Fashion论文模板 – Critiquing the article ‘Using data mining to analyze fashion consumers’ preferences from cross-national perspective’

The article ‘Using data mining to analyze fashion consumers’ preferences from a cross-national perspective,’  by Rahman, Fung and Liu (2014) seeks to address how data mining can be used as a method to critically analyze different fashion preferences for consumers from a cross-national standpoint. The main purpose of this research study is to bring together different respondents into customer groups which include fashion follower, laggard and fashion leader. The other purpose of this study is to remove association rules from the research data set for the enhancement of the understanding of consumers’ fashion preferences.

This journal article explains and helps readers understand how fashion followers are influenced by fashion leaders. This explanation has previously been echoed by Kim, Fiore & Kim (2011). Moreover, the journal article provides credible information to the decision makers in the fashion industry on the marketing strategies and product launch.  This study found that consumers perceive the attributes of some fashion products differently whereas there are other attributes that they perceive the same. For instance, various consumer groups perceive the colour of a wedding dress to be the same (Rahman, Fung and Liu, 2014).

This journal article exhibits some major strength that helps in explaining what it addresses. For example, the data used in the research study is analyzed using an open-source tool known as Rapid Miner. This tool is important because it supports every process of operation procedures and data-mining (Aspers, 2010). Additionally, this open-source tool maintains multi-layered data view concepts which help in ensuring transparent and efficient data handling (Jackson and Shaw, 2008). Furthermore, the study employed the technique of data pre-processing to ensure that the data set analyzed in the study is reliable. Also, the researchers employed a data-transformation method to get a satisfactory data format to perform correlation and association analysis (Rahman, Fung and Liu, 2014). Besides, some questions in the questionnaire used in the study were designed to have choices that were listed in a reversed way. This helped in compensating for any random and careless answers.

Despite having some strong areas, this journal article exhibits various weaknesses.  For example, after the clustering analysis was conducted in four locations, the results obtained were not consistent. Moreover, the size of some samples used in the research study is small. For example, the size sample in Toronto which was comprised of male participants was quite small. The research study would have used a large sample to strengthen the reliability and validity of the data set used in the study. Besides, this journal article is not straightforward in giving the results of the research study. Further, the introduction part of the journal article is not clear to the reader. This is because it does not give a clear sense of what is done in the research study. Also, there is not a clear introduction to the research problem/question. Additionally, the summary of dataset statistics used in the journal article are complex and thus not easily understood by the reader. The journal article has some weaknesses in the literature review part. This is because none of the research studies used in the literature review examines fashion innovativeness with numerous products from a cross-national perspective.

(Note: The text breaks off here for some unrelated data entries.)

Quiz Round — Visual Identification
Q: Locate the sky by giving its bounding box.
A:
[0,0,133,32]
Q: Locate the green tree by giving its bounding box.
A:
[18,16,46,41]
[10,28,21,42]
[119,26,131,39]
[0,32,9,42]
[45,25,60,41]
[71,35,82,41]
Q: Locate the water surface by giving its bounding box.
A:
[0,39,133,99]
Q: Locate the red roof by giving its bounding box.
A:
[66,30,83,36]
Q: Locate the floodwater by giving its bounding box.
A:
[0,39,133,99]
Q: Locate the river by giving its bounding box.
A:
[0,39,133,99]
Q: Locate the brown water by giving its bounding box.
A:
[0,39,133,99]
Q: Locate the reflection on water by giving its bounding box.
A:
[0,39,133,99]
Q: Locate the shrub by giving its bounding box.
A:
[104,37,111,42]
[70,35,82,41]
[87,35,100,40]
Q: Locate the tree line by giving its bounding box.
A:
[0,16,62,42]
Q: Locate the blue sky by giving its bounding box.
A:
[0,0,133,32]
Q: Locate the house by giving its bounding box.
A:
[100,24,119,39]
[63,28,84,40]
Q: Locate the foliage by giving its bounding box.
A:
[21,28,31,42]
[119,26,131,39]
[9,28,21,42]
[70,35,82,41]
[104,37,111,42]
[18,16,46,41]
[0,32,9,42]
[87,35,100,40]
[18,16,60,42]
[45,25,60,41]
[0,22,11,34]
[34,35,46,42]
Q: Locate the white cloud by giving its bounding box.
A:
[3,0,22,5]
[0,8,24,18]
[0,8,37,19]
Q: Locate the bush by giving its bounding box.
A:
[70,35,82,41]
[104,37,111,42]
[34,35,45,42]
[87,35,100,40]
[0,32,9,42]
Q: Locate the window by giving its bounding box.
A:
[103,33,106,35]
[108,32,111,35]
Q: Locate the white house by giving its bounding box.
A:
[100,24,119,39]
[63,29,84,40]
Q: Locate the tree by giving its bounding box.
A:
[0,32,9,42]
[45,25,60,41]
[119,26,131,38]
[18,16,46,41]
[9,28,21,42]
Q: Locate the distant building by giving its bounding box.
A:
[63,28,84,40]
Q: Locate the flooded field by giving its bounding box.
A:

Overall, the article is well-written and has an important message for the fashion designers and manufacturers. Nevertheless, to make it more attractive and informative to many readers, it needs to explain the results of the research study more concisely and increase the number of samples used to make the data set reliable and valid.


Aspers, P. (2010). Orderly fashion: a sociology of markets. Princeton, N.J., Princeton University Press.

Jackson, T., & Shaw, D. (2008). Mastering fashion marketing.

Kim, E., Fiore, A. M., & Kim, H. (2011). Fashion trends: analysis and forecasting. Oxford, Berg.

Rahman, O., Fung, B.C. and Liu, W.S., (2014). Using data mining to analyse fashion consumers’ preferences from a cross-national perspective. International Journal of Fashion Design, Technology and Education7(1), pp.42-49.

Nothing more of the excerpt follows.